All, we have a local heating and ventilation contractor who is in the process of having his own home built, he would like to test different heat pumps for energy consumption and would like to install two separate meter heads in a closet so that he can monitor them without having to go outside. No sub panel just the meter heads. Your thoughts please, using 2013 CEC


----------



## ICE (Mar 26, 2014)

I can't think of a reason to say no......as long as there is no provision for an overcurrent protective device.


----------



## north star (Mar 26, 2014)

*= $ =*

Chad,

For clarity, ...are you talking about the "local utility provided" type

meters, or something installed down stream of the single utility

provided meter by the homeowner ?

Thanks !

*= $ =*


----------



## Chad Pasquini (Mar 26, 2014)

North Star, it would be down stream of what the local utility company installed, yes it would be provided by the homeowner to be able to discern how much energy is being used by different heat exchangers, as he is an installer of said units


----------



## Chad Pasquini (Mar 26, 2014)

Also, I should apologies for the title of my post, brain lapse when it told me I needed a title, as I have not posted in a while


----------



## chris kennedy (Mar 27, 2014)

If this install will be using regular metal meter bases the proposed install may be in violation of 250.142(B).

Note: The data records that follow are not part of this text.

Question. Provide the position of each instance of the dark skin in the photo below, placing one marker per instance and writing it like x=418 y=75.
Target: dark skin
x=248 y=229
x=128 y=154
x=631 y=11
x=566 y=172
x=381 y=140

See exception 2(2) as you mentioned closet. E-Mon D-Mon is the product that should be used for this type of metering.


----------



## Chad Pasquini (Mar 27, 2014)

Thanks Chris, the only time I have seen these are with photo voltaic systems so that homeowners can monitor their usage through the world wide web, is there a more proffered model or are all sufficient in the above application.


----------



## chris kennedy (Mar 27, 2014)

Chad Pasquini said:
			
		

> is there a more proffered model or are all sufficient in the above application.


E-Mon D-Mon, no NEC 250 violations and IMO great stuff. Link.


----------



## Chad Pasquini (Mar 27, 2014)

Thanks Chris, yea I did a little search earlier, and thank you for your timely response


----------